A federal watchdog is investigating whether Florida improperly used coronavirus aid to bring migrants to Martha’s Vineyard, as part of a widening government probe into states that funneled their pandemic dollars to controversial repression against immigration.
The Treasury Department’s inspector general confirmed his renewed interest in a letter sent last week to Sen. Edward J. Markey (D-Mass.) and other members of Congress who had expressed concern that spending approved by Gov. Ron DeSantis (R). ) “violates federal law.”
Federal covid aid allowed Florida to pay for migrant flights
The investigation comes about a month after Florida flew dozens of migrants, including children, from Texas to Massachusetts, in the latest example of a Republican-led state sending migrants to Democratic-leaning communities.

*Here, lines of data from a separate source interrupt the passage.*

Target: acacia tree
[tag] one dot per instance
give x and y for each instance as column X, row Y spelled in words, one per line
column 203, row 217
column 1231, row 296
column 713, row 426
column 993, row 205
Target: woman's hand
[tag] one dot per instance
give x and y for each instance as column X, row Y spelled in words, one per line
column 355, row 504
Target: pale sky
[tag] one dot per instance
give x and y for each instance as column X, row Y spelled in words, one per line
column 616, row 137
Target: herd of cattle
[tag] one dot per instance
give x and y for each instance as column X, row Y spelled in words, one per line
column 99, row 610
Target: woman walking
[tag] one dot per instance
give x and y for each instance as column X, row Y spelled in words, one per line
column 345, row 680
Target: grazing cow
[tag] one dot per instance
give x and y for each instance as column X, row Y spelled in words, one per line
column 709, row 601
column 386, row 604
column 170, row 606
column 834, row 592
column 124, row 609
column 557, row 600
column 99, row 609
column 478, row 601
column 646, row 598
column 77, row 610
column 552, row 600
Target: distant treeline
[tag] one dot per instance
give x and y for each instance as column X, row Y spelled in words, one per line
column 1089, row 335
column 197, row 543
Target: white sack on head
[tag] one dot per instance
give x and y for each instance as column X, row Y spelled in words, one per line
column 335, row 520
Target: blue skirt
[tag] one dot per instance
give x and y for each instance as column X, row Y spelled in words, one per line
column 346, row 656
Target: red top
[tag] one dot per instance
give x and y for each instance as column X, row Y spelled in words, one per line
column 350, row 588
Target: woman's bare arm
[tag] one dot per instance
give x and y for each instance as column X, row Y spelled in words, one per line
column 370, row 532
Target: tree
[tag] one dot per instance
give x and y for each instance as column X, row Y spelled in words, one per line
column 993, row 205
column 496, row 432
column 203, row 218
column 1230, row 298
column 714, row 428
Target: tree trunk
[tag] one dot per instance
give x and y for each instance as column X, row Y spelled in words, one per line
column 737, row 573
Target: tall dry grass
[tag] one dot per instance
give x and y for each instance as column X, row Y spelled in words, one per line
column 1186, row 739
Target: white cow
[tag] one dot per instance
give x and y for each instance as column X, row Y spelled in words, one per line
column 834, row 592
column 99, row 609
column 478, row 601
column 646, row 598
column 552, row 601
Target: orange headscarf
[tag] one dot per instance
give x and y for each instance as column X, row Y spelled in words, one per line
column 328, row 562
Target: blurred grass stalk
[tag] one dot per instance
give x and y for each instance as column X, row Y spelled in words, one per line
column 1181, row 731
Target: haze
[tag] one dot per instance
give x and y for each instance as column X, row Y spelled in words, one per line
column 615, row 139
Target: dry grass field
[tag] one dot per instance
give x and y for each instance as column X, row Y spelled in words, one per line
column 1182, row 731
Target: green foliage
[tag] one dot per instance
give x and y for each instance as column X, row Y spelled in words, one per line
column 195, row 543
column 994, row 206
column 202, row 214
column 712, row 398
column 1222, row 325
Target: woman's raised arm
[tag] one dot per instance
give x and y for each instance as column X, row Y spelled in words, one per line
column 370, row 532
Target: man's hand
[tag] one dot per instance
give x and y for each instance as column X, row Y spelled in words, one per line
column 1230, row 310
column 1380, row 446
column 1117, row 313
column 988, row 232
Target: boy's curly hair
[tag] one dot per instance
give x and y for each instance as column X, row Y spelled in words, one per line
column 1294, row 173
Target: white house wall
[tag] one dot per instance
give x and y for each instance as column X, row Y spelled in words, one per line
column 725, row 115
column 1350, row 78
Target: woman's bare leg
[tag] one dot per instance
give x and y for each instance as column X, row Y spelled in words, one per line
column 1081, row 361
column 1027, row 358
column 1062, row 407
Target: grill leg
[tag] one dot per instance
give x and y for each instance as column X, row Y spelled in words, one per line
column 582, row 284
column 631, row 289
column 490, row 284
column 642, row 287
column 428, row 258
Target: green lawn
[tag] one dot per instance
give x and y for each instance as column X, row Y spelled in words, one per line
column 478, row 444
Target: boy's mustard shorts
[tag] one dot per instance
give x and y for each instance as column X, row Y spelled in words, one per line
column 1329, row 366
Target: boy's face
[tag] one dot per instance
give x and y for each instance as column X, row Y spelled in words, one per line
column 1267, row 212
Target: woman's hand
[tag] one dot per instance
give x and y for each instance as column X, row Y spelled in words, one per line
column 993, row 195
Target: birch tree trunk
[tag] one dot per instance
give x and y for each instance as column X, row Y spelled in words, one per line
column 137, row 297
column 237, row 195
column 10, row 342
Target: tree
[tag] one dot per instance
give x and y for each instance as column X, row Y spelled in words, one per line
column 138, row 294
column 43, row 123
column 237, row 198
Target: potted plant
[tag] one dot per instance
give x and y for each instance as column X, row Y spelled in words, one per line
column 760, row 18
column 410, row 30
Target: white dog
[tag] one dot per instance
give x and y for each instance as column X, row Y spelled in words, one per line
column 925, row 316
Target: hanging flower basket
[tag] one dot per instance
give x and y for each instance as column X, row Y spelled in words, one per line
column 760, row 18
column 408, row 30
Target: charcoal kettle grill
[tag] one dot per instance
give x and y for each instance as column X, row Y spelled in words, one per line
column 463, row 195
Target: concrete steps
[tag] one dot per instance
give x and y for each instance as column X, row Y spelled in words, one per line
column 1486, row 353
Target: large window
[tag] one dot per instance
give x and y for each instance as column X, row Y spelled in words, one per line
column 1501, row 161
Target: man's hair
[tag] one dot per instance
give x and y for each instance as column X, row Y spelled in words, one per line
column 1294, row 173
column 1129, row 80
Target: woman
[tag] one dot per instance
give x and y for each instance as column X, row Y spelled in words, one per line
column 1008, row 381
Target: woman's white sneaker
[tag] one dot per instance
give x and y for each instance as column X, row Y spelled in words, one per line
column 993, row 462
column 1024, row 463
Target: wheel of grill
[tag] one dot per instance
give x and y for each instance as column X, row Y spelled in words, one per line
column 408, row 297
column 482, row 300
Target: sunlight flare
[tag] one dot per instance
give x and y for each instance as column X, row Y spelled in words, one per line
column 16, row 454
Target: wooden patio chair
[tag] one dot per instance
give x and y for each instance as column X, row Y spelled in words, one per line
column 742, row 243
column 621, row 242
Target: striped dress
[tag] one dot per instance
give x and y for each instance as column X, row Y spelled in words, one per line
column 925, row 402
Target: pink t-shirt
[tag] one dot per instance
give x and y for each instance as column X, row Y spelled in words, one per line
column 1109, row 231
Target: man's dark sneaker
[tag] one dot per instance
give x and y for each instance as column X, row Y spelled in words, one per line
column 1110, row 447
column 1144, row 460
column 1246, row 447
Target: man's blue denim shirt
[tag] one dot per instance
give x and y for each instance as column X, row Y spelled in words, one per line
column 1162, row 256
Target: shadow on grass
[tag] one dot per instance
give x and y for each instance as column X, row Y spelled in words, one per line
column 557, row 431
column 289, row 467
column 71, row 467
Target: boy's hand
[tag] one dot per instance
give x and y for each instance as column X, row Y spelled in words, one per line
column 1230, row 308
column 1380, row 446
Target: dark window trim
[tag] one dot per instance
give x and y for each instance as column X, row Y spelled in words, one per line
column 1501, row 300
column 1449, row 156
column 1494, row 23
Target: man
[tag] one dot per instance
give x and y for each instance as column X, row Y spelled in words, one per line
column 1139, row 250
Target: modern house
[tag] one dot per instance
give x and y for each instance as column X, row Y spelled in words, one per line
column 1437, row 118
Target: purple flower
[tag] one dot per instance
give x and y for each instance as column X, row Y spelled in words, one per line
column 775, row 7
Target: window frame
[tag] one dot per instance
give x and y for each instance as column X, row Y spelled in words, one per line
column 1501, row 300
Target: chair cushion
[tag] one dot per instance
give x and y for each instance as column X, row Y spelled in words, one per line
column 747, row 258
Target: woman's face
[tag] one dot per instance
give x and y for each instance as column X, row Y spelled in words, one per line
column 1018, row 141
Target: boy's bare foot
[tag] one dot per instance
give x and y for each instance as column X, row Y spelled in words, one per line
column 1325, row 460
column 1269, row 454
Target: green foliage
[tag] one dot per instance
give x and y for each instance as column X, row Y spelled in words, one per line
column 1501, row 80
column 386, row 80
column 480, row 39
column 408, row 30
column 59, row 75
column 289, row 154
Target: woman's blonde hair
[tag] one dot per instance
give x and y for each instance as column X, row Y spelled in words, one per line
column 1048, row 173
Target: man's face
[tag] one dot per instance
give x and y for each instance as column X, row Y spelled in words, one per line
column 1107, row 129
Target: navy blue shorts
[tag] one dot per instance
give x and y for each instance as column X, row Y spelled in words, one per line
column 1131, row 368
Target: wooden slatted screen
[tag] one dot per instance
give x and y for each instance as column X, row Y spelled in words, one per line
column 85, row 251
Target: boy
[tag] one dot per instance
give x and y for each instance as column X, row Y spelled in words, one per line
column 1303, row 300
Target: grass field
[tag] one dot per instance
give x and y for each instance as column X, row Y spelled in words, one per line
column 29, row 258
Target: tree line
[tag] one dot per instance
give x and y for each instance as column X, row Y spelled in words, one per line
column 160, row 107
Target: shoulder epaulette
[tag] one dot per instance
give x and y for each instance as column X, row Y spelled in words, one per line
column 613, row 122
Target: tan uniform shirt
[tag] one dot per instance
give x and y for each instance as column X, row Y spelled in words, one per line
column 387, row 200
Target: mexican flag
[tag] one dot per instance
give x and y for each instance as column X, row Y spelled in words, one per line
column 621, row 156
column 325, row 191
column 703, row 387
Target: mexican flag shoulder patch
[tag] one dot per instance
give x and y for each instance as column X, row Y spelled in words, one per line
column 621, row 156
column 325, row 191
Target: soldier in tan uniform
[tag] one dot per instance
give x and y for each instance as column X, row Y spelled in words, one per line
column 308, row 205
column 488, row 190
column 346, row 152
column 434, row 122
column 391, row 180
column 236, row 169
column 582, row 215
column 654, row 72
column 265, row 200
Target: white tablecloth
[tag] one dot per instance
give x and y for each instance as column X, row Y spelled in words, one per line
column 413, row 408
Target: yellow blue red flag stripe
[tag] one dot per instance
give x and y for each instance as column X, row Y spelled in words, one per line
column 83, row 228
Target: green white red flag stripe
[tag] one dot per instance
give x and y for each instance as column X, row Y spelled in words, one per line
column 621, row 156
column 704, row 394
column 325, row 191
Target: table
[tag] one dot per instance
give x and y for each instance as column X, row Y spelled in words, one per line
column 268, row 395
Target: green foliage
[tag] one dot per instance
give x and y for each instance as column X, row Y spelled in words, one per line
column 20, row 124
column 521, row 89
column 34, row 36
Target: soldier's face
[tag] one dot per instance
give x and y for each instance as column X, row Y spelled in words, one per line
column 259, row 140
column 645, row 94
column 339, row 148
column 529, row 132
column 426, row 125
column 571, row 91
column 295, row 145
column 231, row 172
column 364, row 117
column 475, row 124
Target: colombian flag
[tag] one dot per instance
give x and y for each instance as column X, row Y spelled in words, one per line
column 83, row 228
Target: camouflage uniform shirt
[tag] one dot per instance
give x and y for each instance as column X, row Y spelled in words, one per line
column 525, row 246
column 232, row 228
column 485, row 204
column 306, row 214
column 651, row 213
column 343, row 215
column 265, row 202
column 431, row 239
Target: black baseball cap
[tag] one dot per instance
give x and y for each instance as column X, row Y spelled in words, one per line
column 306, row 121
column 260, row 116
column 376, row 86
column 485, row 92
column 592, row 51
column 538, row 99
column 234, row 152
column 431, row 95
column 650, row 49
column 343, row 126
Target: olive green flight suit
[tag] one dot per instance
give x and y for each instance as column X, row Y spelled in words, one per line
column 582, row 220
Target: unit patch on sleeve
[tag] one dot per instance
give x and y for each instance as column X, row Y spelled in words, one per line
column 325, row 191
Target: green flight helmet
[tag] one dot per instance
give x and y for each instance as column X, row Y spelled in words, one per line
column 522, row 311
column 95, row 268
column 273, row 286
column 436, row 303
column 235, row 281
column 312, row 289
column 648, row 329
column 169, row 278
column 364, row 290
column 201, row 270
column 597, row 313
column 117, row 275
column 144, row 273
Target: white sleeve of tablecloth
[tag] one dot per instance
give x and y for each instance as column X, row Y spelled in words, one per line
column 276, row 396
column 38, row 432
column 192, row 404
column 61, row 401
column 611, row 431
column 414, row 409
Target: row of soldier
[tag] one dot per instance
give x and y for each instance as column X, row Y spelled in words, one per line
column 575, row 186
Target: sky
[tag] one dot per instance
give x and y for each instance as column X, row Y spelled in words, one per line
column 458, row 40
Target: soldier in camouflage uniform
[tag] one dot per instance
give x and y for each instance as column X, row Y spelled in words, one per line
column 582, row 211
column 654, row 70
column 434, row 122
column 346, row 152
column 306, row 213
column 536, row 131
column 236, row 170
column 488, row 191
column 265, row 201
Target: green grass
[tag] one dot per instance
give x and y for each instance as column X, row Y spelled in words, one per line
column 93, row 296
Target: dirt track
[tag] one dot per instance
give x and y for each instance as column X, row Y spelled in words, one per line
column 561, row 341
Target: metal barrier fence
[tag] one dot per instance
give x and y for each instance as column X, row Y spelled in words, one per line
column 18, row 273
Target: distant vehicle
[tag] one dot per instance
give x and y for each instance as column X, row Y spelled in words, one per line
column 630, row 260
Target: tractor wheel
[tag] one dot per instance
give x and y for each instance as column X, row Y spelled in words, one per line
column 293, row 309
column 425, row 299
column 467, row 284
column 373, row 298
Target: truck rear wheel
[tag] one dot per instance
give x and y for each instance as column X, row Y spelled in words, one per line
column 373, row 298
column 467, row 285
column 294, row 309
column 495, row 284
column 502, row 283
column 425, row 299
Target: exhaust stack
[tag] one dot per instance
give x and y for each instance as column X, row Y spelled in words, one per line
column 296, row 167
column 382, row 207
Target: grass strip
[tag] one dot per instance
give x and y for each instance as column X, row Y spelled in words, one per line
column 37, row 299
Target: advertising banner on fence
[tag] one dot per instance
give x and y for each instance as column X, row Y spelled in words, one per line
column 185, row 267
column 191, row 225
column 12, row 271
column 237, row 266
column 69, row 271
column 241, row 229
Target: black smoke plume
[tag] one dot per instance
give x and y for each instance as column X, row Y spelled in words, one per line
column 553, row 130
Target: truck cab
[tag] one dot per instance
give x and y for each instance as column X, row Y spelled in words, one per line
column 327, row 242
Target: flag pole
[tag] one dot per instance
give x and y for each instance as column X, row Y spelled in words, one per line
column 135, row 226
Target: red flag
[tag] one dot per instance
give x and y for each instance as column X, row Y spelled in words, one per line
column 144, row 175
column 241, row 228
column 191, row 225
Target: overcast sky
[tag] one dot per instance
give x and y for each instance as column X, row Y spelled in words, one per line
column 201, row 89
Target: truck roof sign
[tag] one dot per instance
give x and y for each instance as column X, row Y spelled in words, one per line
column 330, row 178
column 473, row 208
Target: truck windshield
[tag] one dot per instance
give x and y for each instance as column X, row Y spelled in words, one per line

To pay for the flights, DeSantis said he would tap a $12 million fund in the state’s recent budget. But that money came from interest Florida had earned on the more than $8 billion it received in the latest federal stimulus package, called the American Rescue Plan, The Washington Post reported as part of its investigation during a year on pandemic aid, known as the Covid money trail.
The approach immediately sparked legal debate, especially since the flights originated in Texas. It also raised new questions about the state of stimulus oversight in Washington, where Congress gave local governments wide leeway to spend their allocations as they saw fit. The Treasury Department said even less about how states could use the interest generated by the money while it’s not being spent, which could open the door to Florida’s maneuver.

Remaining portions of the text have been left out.